The Foundation was built by women who stepped up to ensure the organization’s success and the success of the Museum. The original idea for the Foundation came from COL Maxine B. Michl, then the commander of the WAC Center, who became the first Foundation president. In 1973 COL Bettie J. Morden, USA-Retired, was elected Foundation President, a position she held until her resignation for health reasons shortly after the Museum’s dedication in 2001. COL Morden led the Foundation through the challenges of fundraising for the WAC Museum, the Museum addition, base closure, packing and storing of artifacts and collections, and the move and reinstallation in the new facility. She faced many of the challenges and changes, growing a group of supporters who gave their heart, souls and financial support to the Museum and Foundation. While the significant leaders can’t all be named a few others include General Elizabeth Hoisington, Colonels Eleanore Sullivan, Nancy Hardy, and Betty Branch, Sergeants Major Mary Lee, Yzetta Nelson, Helen Allen, and Betty Adams.

Today, the U.S. Army Women’s Foundation focuses efforts on professionalizing its operations, and on building the infrastructure and ongoing leadership to enable the expansion of the Museum and Foundation programs. Although the U.S. Army supports three Department of the Army Civilian spaces and provides operations and maintenance funding, the Museum depends on the Foundation to support new displays, conservation supplies, exhibit support equipment, administrative enhancements, expanding memorial gardens, and utilizing state of the art technology for archiving and web capabilities. Enter the Museum today and a sobering video exhibit tells the story of over 50 women who have sacrificed their lives in Iraq and Afghanistan in the service of our country.
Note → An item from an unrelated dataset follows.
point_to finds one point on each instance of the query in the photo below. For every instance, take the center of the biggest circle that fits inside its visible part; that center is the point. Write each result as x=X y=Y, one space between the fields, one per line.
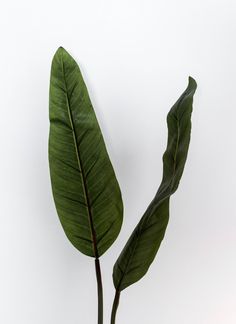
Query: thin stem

As part of its key goals, the Foundation has supported the expansion of the Museum both physically and virtually to record and preserve the story of Army Women. Space has been added for exhibits, conservation, education, and archives. To compliment the Museum programs, the Foundation sponsored a unique research project conducted by George Mason University on the socio-economic impact that the Army has had on the lives of the women who have served. This study has been well received. The Foundation preserves history but also works to shape the future. To help Army women achieve their academic and career goals, the Foundation also provides scholarships to women who have served their country honorably. And through its annual Summit, the Foundation provides opportunities for Army women to network and to hear from experts in defense policy, veteran benefits and civilian workforce opportunities. And there is much more to be done!

The U.S. Army Women’s Foundation is the genesis of the old and the new, tradition and modernization, but what stays the same is the clarity of vision and mission of the organization. The next decade will offer a widening view of the Woman Army Soldier, and along with that, the long history of women who have served and the values they share.

*The 1948 Armed Forces Integration act regularized women as members of the Army, Navy, and Air Force. The Marine Corps women were included under the Navy. During World War II women were accepted into the reserve components as a temporary wartime expedient to serve “for the duration plus six months.”